0

I realise that there are already a bunch of topics out there on merging datasets, but I just started using R and I have difficulty understanding some of the answers given, especially when I try to apply them to my own specific situation.

I have around 80 STATA datasets that I want to merge, they all got the variables var1 and var2 in common, but can differ in other variables (and the number of variables). So I read that I need to create a list of my datasets first, when creating a list of foreign datasets, do I also need to read them into R using read.dta?

I'm trying to do this by:

temp = list.files(pattern="*.dta")
#Loop through all of the databases
for (i in 1:length(temp)) {
  list <- read.dta13(temp[i], nonint.factors = TRUE)
}

But I'm getting the feeling that I'm doing this wrong.

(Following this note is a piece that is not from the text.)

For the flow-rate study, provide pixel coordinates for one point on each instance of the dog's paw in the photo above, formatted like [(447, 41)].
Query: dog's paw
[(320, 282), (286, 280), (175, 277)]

Once I got a list of databases, do I then use merge_all(list, by=c("var1","var2))?

Oscar
  • 41
  • 2
  • 9
  • Use lapply to loop through input files: `myStataList <- lapply(list.files(pattern="*.dta"), read.dta13, nonint.factors = TRUE)` – zx8754 Jul 04 '16 at 11:12
  • @zx8754 Thank you! When I try to use merge_all, it takes a million years, got any ideas there? – Oscar Jul 04 '16 at 11:24
  • This would depend on the size of your data and memory. If they are all same structure, why not just rbind? Or do you have to merge them on key columns var1 and var2? Test with subset `lapply(list.files(pattern="*.dta")[1:4], ...` – zx8754 Jul 04 '16 at 11:25
  • When I tried to use merge_all on the entire dataset I got ``In `is.na<-.default`(`*tmp*`, value = zap) : Reached total allocation of 8072Mb: see help(memory.size)``, and when I tested it with a subset I got ``Error in `[.data.frame`(df, , match(names(dfs[[1]]), names(df))) : undefined columns selected.`` Yes I have to merge them on key columns var1 and var2. – Oscar Jul 04 '16 at 11:51
  • Simply use do.call(): `do.call(rbind, myStataList)` – Parfait Jul 06 '16 at 02:07

0 Answers0